Adding to the mix was incoming foreign minister Laurent Fabius, who had served as prime minister in the mid-1980s. During that period, the kidnapping of French hostages in Lebanon, as well as terrorist attacks in Paris, imbued him with deep antipathy to the ayatollahs.
France’s sabotage of the recent negotiations gave Israel the breathing space it needed to mobilize Congress against any further possibility of settlement this side of a restoration of the Iranian monarchy. In the past week Capitol Hill has morphed into the Knesset. Israeli government ministers throng the halls urging deferential legislators to reject any agreement coming out of the next round of negotiations, and instead to stiffen sanctions against Iran. The hapless Kerry argues, correctly, that Israeli “intelligence” on Iran’s nuclear program is fraudulent, but senators are having none of it. The Iranian administration’s shock-and-awe assault on U.S. policy — which has included more concessions, even on Syria, than anyone in Washington dared hope for — appears to have come to naught.
However, should he possess the courage, Obama still has it in his power to pursue an agreement with Iran by offering unilateral inducements for them to at least freeze its dreaded uranium-enrichment program. (Rarely mentioned amid the political debate is the unanimous conclusion by U.S. intelligence agencies that there is no Iranian bomb program.) Most immediately, as Obama well knows, Iranians are suffering because they find it hard to import humanitarian goods such as food, medicine, and medical equipment.
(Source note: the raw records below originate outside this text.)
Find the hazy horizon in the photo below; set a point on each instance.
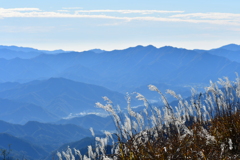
(83, 25)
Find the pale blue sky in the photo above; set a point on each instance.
(112, 24)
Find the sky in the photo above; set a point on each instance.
(113, 24)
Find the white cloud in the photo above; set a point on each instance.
(72, 8)
(127, 11)
(213, 15)
(210, 18)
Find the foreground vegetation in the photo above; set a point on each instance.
(205, 127)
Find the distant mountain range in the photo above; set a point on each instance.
(91, 120)
(20, 148)
(39, 86)
(124, 70)
(48, 136)
(51, 99)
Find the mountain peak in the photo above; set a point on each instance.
(231, 47)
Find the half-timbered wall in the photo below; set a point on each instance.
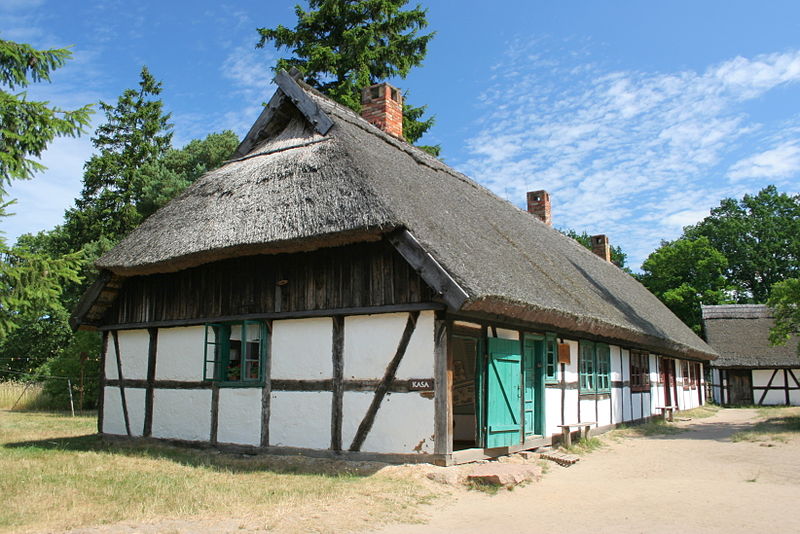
(355, 276)
(770, 387)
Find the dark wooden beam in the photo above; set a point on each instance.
(383, 387)
(214, 413)
(363, 310)
(428, 268)
(151, 379)
(443, 425)
(102, 385)
(266, 393)
(267, 114)
(337, 357)
(769, 385)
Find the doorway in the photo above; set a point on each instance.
(740, 386)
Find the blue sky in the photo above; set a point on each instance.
(638, 117)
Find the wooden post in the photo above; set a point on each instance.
(115, 335)
(337, 400)
(266, 393)
(151, 379)
(443, 416)
(101, 386)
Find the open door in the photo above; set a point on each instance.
(503, 393)
(533, 373)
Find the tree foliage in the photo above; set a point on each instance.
(684, 274)
(784, 299)
(136, 133)
(30, 282)
(760, 238)
(26, 126)
(342, 46)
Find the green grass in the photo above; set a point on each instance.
(19, 396)
(653, 427)
(586, 445)
(701, 412)
(781, 424)
(57, 474)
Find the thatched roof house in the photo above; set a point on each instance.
(749, 369)
(740, 334)
(294, 188)
(331, 270)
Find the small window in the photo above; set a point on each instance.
(551, 358)
(640, 371)
(594, 367)
(235, 352)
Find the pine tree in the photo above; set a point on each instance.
(30, 282)
(342, 46)
(27, 127)
(136, 132)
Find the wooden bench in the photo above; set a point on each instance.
(566, 436)
(666, 412)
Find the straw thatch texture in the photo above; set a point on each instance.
(300, 190)
(740, 334)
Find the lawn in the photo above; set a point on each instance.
(57, 474)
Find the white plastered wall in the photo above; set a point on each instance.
(180, 353)
(370, 342)
(133, 347)
(301, 348)
(403, 424)
(761, 378)
(300, 419)
(182, 414)
(239, 416)
(114, 417)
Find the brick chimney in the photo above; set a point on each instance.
(601, 247)
(539, 205)
(382, 105)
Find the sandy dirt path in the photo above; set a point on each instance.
(695, 481)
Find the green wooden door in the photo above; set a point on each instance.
(503, 395)
(533, 380)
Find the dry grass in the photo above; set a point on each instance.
(58, 475)
(701, 412)
(653, 427)
(781, 424)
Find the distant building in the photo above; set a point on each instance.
(749, 370)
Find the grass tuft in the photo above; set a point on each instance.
(781, 425)
(57, 474)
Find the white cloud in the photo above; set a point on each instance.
(635, 155)
(779, 162)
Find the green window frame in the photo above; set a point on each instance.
(550, 358)
(594, 367)
(236, 353)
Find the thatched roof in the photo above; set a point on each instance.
(301, 187)
(740, 334)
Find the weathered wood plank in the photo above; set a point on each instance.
(115, 335)
(443, 427)
(383, 387)
(322, 123)
(151, 378)
(101, 395)
(337, 356)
Although these items are in theory excluded from sanctions, in practice U.S. restrictions on Iranian financial transactions preclude normal commercial trade in them. So while Iran still has foreign currency income from oil sales to such countries as China, Japan, and Turkey (where incoming legislation will effectively terminate the imports), it cannot convert this money into the currencies of countries from which it needs to buy goods. Indian banks, for example, will not help convert Iranian rupee holdings because they are fearful of being sanctioned by the United States.
Crucially, however, sanctions on Iranian banks fall under an Executive Order, EO 13382, that can be revoked by the president without requiring him to consult Congress. Section 104 of the 2010 Comprehensive Iran Sanctions, Accountability and Divestment Act requires the imposition of sanctions on any bank (or anyone else) that the U.S. Treasury Department has already found to be acting in a sanctionable manner. Most Iranian banks have been found to be so liable and consequently been sanctioned. But lawyers who specialize in such matters tell me that Obama could simply instruct the U.S. Treasury to reverse its finding on three Iranian banks, Mallat, Melli, and Tejarat, that have physical branches in India, Germany, Turkey, and elsewhere. Under Section 104, sanctions only kick in when a bank has been declared by Treasury to be guilty of aiding a forbidden weapons program; reversing the decrees on those three banks would allow them to facilitate the trade in food and medicine that is urgently needed in Iran.
Given the endemic indecision of our chief executive, this seems an unlikely outcome. Meanwhile the brutal treatment accorded Kerry on the Hill this week almost makes one forgive the arrogant naïveté with which he embarked on his duties. The current sorry spectacle conjures nostalgia for James Baker, who at least arrived on the job equipped with the necessary prejudices.